各々が乗る"宙間軽作業用簡易式モビルワーカー"――作業員たちは「ブランコ」と呼んでいる――は、高さ約3mの真四角な箱のような見た目で、機体は装甲で覆われているが、どこかハリボテのような心もとなさを感じさせた。両脇の細い2本のアームでデブリをつまみあげ、識別センサーを通し、回収ボックスへと投下していく。無重力の空間で繰り返されるその一連の作業には、精密さと倦怠の入り混じった、奇妙な静けさがあった。
研修ステーションでの二日間の形式的なレクチャーを終え、カズキがこの第101作業班15名の一員として現場に出るのは今日が初日だったが、緊張の中にもすでに退屈が芽生え始めていた。

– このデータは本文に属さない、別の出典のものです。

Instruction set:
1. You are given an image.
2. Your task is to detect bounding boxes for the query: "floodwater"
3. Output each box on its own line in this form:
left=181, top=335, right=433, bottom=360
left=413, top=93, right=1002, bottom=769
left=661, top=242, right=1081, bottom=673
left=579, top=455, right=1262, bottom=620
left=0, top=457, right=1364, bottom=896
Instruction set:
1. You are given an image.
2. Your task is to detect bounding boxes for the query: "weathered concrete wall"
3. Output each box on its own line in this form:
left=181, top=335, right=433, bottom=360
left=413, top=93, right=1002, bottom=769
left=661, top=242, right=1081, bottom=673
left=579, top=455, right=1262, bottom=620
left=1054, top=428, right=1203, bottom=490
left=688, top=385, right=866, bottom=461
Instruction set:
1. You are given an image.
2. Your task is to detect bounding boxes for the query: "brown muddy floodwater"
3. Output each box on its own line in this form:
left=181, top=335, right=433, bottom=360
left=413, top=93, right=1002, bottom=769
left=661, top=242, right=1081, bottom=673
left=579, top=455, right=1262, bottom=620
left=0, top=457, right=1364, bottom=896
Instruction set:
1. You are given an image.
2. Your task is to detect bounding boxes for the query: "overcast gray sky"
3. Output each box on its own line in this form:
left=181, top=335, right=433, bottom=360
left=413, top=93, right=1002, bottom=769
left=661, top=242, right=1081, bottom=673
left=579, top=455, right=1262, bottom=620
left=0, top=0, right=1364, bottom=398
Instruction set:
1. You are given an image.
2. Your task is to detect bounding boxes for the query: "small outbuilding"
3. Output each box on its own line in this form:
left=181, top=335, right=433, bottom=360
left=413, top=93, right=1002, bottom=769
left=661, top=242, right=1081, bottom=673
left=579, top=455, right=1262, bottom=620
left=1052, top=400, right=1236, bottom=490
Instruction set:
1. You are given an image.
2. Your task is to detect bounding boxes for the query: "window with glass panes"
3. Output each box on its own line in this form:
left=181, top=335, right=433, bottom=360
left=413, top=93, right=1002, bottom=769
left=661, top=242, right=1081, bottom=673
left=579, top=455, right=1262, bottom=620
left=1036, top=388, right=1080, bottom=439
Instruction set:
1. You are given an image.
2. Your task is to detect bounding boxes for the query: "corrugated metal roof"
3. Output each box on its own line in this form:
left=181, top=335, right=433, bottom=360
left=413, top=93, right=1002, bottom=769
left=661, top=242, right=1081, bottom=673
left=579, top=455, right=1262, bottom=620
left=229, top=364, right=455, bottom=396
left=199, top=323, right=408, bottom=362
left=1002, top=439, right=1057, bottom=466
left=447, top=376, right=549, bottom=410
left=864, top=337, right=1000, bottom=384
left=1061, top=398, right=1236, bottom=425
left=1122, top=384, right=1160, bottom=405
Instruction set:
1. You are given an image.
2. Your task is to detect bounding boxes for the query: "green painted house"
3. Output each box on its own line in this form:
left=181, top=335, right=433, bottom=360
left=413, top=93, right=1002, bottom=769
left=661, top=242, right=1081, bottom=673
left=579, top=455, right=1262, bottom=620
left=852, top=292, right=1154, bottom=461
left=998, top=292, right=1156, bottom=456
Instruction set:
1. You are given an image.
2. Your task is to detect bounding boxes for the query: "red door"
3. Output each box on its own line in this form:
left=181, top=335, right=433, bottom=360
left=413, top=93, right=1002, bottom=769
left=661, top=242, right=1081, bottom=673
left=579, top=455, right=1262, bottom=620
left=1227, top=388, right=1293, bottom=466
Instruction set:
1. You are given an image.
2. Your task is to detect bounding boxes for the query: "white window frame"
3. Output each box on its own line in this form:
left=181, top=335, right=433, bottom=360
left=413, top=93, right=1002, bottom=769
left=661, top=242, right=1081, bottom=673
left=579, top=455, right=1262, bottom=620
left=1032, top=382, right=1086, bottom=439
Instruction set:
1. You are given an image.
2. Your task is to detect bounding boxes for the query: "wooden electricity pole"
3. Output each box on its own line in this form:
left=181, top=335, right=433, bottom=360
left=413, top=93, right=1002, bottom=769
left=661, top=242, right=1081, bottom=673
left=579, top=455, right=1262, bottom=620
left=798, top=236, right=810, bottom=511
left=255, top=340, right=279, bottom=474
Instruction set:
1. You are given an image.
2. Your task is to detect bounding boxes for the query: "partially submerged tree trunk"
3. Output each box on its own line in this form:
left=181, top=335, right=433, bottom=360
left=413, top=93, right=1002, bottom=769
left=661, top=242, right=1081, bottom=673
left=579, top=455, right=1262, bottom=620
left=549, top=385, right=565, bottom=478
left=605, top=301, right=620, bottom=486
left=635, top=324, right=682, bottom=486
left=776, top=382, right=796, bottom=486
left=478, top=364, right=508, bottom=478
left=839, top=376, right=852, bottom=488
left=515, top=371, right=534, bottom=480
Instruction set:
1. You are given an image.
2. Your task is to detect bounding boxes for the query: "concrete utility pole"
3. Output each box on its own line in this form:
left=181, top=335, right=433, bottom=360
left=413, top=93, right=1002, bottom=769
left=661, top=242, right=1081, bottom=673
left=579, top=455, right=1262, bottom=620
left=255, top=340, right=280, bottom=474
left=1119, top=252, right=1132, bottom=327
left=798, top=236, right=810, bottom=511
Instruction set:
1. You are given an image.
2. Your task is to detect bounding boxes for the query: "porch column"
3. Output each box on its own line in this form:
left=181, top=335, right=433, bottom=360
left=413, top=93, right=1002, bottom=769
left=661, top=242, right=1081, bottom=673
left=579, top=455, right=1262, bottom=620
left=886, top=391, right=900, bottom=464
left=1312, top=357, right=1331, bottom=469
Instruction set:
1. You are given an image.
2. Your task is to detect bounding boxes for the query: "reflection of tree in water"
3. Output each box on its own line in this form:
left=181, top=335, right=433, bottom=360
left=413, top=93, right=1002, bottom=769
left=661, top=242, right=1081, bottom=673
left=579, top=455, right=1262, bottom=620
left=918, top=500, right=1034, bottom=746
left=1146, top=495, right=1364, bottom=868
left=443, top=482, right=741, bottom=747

「おい、新人、その持ち方じゃあぶねーよ!」 タケルがまた怒鳴った。
「落っことすなよ。ここは地面がねえんだからよ。そのまま飛んでってどっかの誰かのアタマにゴツンだ。」
タケルは言葉こそ荒いが、安全意識は人一倍高いことは伺えた。
「これってリリ通した?」 「こっち除染スプレー尽きた。補充頼む。」 「オッケー。先に圧力チェックしてからいく。」「腹減ったブ〜」「13から15ブロックは除染完了。ブイに送信済みです。」 「誰かチリ紙まとめといてー」
共有チャンネルに響く会話は、専門用語と隠語と軽口の小嵐だった。
カズキは少しの目眩を覚えつつ、ブランコの旧式の操縦桿をおぼつかずに動かし続けた。
ブランコのコクピットは卵型のカプセルが機体の前面に埋め込まれた構造になっている。外殻は透明な強化ガラスで、機体のカメラモニターに加えて、有視界での作業が可能だった。
カズキがふと見下ろすとブランコに乗らずに作業する一群も見えた。大きく不格好で動きづらそうなスーツ。鈍色の金属パイプで組んだ足場に磁力ブーツで各々器用に立っている(あるいはぶら下がっている)。ヘルメット部分はブランコ同様の強化ガラス仕様。特殊加工で放射線の遮断性能は高いが、可視光線の透過・反射はクリアされており、お互いの顔はよく見える。
その中でも一際若く見える小柄な青年に目がいった。ヘルメット越しに柔らかそうな髪の毛が見える。栗色だろうか。前髪は長く目を隠すように下ろしており感情がよく読み取れない。左右の作業員のお喋りには交わらず、黙々と作業をしていた。
夕暮れ――地球やコロニーでいうところの――が近づき、穏やかだが疲労がにじむ初老の男―オカバヤシ班長の声がする。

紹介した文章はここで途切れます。